Games People Play #mfrwbookhooks

I can’t believe it’s been a month since I hooked up with Book Hooks. Tempus, she does fugit.

I currently have not one but two WIPs, which is terribly unwise — but while I usually hold sway over my Muse, sometimes she throws me curve balls and strikes out my commonsense.

Here’s the very opening of one of them. Working title: Secrets of Love and War.

Cynthia O’Connor lowered her wading boot almost to the water. She paused theatrically on one foot, ready to grab a blue-stemmed tilm sapling in the unlikely event that she lost her balance. She’d get scolded if she came home with her best tunic soaked, and she hated being scolded.

Still posing, she tilted her head as though listening for Twisted Lizard Lagoon’s namesake monster to awaken. But the monster wasn’t real — or so she was told — and she heard only the gentle drone of insects and the whisper of follow-fish breaking the surface as they watched her, curious.

Any creature smarter than a follow-fish might realize Cynthia was playing another of her games. In this case,  she wanted to make as few ripples as possible when stepping into the lagoon’s diamond-clear water. She loved turning everyday actions into games.

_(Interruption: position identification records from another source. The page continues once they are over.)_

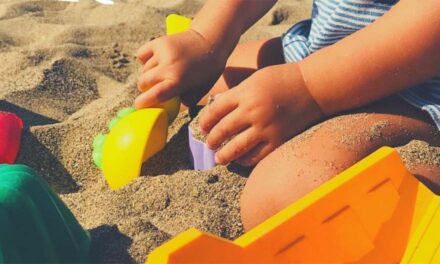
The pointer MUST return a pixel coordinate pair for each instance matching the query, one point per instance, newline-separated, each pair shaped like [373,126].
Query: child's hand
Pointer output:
[177,64]
[260,114]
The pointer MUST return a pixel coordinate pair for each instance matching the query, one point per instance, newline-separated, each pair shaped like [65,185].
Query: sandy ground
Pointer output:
[66,69]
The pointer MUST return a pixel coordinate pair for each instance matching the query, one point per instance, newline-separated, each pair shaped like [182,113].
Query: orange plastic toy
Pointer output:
[374,212]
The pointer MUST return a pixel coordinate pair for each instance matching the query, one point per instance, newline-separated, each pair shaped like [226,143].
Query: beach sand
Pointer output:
[66,69]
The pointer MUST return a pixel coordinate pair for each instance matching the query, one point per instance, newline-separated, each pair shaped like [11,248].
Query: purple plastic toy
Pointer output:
[202,156]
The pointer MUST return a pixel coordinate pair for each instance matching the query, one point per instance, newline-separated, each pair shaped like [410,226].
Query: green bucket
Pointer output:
[35,225]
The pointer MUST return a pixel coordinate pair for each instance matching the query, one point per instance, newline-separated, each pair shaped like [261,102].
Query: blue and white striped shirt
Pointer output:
[333,20]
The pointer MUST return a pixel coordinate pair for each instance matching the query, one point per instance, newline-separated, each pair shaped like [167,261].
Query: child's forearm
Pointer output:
[222,22]
[399,50]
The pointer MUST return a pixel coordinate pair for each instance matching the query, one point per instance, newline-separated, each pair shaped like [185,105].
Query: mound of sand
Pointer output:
[66,69]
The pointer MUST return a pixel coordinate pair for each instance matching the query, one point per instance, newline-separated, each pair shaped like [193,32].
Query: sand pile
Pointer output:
[66,69]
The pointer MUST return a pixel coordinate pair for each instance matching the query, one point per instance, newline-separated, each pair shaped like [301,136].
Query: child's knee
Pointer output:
[263,195]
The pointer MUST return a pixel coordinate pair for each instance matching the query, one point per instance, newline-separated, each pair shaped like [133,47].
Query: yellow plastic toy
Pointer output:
[374,212]
[134,135]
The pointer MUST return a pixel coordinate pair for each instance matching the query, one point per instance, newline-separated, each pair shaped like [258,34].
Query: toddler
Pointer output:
[360,73]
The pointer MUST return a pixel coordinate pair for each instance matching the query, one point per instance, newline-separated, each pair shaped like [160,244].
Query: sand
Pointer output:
[66,69]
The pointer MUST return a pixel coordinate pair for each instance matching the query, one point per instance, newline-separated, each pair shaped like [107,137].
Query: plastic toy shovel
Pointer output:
[10,137]
[136,135]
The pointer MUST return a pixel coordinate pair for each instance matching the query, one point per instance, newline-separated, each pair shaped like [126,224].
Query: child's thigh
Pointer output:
[245,60]
[314,157]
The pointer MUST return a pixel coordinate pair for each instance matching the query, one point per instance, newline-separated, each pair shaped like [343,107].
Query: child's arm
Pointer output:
[399,50]
[189,63]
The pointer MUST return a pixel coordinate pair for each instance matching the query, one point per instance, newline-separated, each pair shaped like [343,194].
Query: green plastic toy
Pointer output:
[35,225]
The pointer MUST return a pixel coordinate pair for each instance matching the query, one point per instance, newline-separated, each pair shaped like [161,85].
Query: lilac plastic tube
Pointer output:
[202,156]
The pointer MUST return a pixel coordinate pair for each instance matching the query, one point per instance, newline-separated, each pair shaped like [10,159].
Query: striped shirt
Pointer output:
[331,21]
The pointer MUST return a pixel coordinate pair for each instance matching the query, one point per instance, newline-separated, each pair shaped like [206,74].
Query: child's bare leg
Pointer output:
[310,159]
[245,60]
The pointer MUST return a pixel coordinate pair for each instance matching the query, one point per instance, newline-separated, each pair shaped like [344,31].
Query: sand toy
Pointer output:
[10,137]
[374,212]
[136,135]
[202,157]
[35,225]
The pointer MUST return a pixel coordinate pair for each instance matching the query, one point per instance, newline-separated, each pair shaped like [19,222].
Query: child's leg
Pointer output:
[314,157]
[245,60]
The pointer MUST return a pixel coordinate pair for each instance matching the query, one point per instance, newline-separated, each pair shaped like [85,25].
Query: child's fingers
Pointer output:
[222,105]
[256,154]
[148,80]
[227,127]
[238,146]
[156,95]
[145,52]
[150,64]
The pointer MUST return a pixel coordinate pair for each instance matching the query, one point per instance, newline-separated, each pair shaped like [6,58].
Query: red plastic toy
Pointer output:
[10,137]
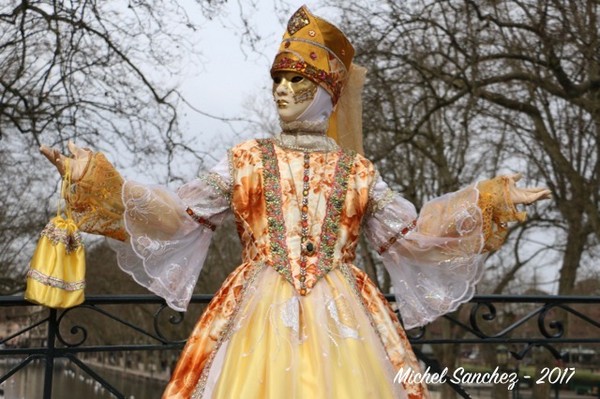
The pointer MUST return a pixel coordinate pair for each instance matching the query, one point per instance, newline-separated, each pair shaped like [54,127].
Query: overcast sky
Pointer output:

Most Riksids, and certainly all humans, would take one look at her womanly curves and assume she was too old for silly games.

She played them anyway.

In a couple of paragraphs, the hero makes his appearance and all hell breaks loose, so this is the calm before the storm. Don’t worry about terms like ‘follow-fish,’ and ’tilm.’ It’s a sci fi adventure, and I made these throw-away terms up to create a sense of otherworldliness.

‘Riksids’ are the aliens who inhabit this planet, so readers will hear a lot more about them. I’m not wedded to that name. Any of you have opinions about the name?

What do you think? Do you get a sense of Cynthia’s personality? Be sure to check out the book hooks by other great writers in the Book Hooks blog hop.



  1. Didn’t mind the odd terms. Actually thought they were cute. This is a calm scene.

    1. Calm and playful, sort of bucolic — that’s what I was aiming for.

  2. I like that the unusual names were simple and not too hard to pronounce. I’m debating whether I would tend to see Riksids as Riskids.

    1. Easy pronunciation is a major aim of mine. According to one survey I read the #1 thing holding readers back from reading fantasy (which, admittedly, tends to be noticeably worse than sci-fi for weird names) is distaste for unpronounceable names.

      For years now I’ve kept a file of made up names as they occur to me. When I need a new name I consult my file, but I’ll only use one if it still seems easy to pronounce well after the day I thought of it.

  3. I thought it was slightly odd that an alien had such a earth-like name.

    But I did get a sense of Cynthia as playful and a bit contrary.

    1. The name is supposed to be a clue that she’s a human living on an alien world.